Yes, a (labeled) tree on n vertices can be represented with O(n log n) bits, and this is optimal by Cayley's formula: http://en.wikipedia.org/wiki/Cayley%27s_formula So you're right in pointing out you need more than n bits overall. (But notice that any bound that is polynomial in n log n, or in n^10 for that matter, is also polynomial in n).
No, it is not necessary (nor does it make much sense) in order to prove that a certain problem is NPcomplete to show that there is no smaller representation. Input representation is in fact part of the problem definition. A problem can become significantly easier or harder if instances are encoded in a different way.

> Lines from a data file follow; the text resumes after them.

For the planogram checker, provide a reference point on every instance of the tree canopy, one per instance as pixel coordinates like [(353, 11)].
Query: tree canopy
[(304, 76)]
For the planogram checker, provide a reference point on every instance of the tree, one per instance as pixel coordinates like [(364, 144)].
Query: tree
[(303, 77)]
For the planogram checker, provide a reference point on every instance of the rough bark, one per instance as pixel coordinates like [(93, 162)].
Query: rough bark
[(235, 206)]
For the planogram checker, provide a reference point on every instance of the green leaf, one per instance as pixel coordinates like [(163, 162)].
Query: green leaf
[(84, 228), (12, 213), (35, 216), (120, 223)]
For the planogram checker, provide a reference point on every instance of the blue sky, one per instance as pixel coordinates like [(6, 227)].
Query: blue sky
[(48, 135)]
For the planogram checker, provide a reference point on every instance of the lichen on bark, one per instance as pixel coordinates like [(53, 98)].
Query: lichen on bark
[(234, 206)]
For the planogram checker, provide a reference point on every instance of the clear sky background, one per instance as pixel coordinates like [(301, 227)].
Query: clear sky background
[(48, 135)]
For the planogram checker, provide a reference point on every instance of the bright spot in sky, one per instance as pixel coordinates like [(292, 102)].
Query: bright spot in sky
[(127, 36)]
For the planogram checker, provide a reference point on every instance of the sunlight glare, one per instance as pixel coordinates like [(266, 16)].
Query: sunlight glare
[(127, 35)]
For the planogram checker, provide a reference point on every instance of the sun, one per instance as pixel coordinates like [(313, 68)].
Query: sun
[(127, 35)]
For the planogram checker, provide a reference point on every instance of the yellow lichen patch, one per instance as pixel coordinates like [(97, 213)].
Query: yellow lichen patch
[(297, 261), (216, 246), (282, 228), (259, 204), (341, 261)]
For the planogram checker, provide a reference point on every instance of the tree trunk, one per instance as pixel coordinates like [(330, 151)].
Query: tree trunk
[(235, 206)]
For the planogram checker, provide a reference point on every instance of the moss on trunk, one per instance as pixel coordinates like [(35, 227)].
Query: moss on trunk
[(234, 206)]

For a trivial example, notice that if your instances to SAT are formulas padded with 2^n garbage bits, then you obviously can solve this "variant" of SAT in polynomial time.
The reason why this is often glossed over is that usually all "reasonable" representations are polynomially related in size (and moreover you can turn one into another in polynomial time), and it doesn't matter which one you use as long as you don't try to "cheat" (e.g. by including in the encoding data that is hard to compute from the original representation, or making it significantly longer).
As for good books, the best one on complexity is in my opinion Arora and Barak's book, you can find a draft online at http://www.cs.princeton.edu/theory/complexity/ I'm not sure if it is the most suitable for beginners (it covers a huge amount of material), but you may be interested in having a look at the first few chapters.